# Do you think I might be over feeding?



## ioreks_mom (Oct 1, 2008)

So, the dogs are still having loose stools at least once a day  I just don't get it. I cut out EVERYTHING but kibble and it was good for the first few stools and then it went bad again. I added back the acidophilus and it was good at first and then went bad again. I just don't get it!!

I started feeding the dogs 2 1/2 cups each. Then I cut Iorek back to 2 1/4 cups because he was pooping SO much. At first both dogs had really great stools, formed and solid and great. Then I made "that mistake" with the 6 Fish food but that was 3 weeks ago! Now everything is gone to "poop". 

I cut Brom back to 2 1/4 cups when the loose stool started and I realized that maybe he was a little too padded with the 2 1/2 cups any way. He looks good now. I don't really want to cut him back anymore. His stools start out good but end bad. Argh! I am wondering if maybe his tummy is just not over the bug he had in December?

I wonder if maybe I should cut Iorek back to 2 cups a day for a while? Just to see if that will help. I will keep an eye on his condition and if he starts to lose weight I will put it back up to 2 1/4 cups. He will usually have one good stool and 2 bad stools a day. I am also planning to transition him SLOWLY to the 6 Fish formula to see if that might help. I started yesterday and he got 2 cups of the Regional Red and 1/4 cup of the 6 Fish over 3 meals. His first stool after the 6 Fish was great. The poopie this morning was horrible and he had to have a bath.

I starting to worry that I will have to go back to raw. Which I would love to do, as long as he can eat chicken. I think that I am going to have to do the allergy testing sooner than I was planning for. I have to get my cats their yearly check ups and they need teeth cleanings, my ferrets also need check ups and at least Fred needs his teeth cleaned. Also, my husband's laptop has crapped out so we are looking at spending a lot of money in the next little while. I also have to make a trip to St. John's to see a dr. out there so that is more money  The $350 for the allergy testing is getting pushed back and pushed back. But it really needs to be done because I can't live like this and neither can Iorek!

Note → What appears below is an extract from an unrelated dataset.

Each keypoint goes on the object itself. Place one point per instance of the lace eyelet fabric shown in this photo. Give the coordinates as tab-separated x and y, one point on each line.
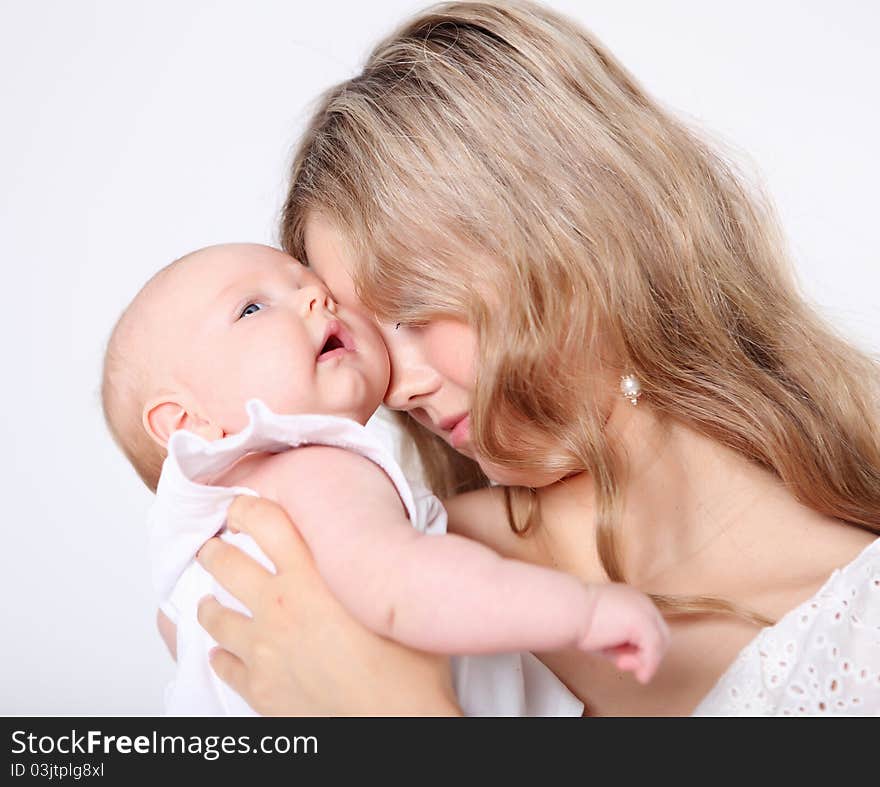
821	659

Do you think it is a good idea to cut Iorek's food back to 2 cups? The recommended feeding for the RR is 45-75 lbs 1 3/4 - 2 1/2 cups. I started with the higher one because Brom is a growing puppy and Iorek is too thin. The feeding recommendation for the 6 Fish is the same.

Argh!


----------



## HersheyPup (May 22, 2008)

I don't want to suggest that a brand like Purina Pro Plan is nearly as good quality as Champion products, but have you tried something lesser quality? Sometimes dogs just can't handle foods like Orijen, Evo or Blue Wilderness.

Just a suggestion..

Pro Plan Sensitive Skin & Stomach does not have chicken in it. Many dogs thrive on this food. There is also Eukanuba Sensitive Skin formula that does not contain any chicken.


----------



## ioreks_mom (Oct 1, 2008)

When we got Iorek the breeder had him on Iams. It was no good either


----------



## Laurelin (Nov 2, 2006)

What foods have you tried? Orijen really really didn't work well with my dogs. Have you tried something with a high fiber? The only real grain free that works with Beau is TOTW.


----------



## !dogbreeds (Feb 5, 2010)

hi
i think that is not over feeding, you just need to keep eye on protein content though ,include as much fiber as you can ,i have heard that you should not give more then 30 grams protein to dogs.


----------



## Labsnothers (Oct 10, 2009)

In 21 dogs, I have never had to change food to solve a loose stool problem. Whether you are feeding the right amount is easy.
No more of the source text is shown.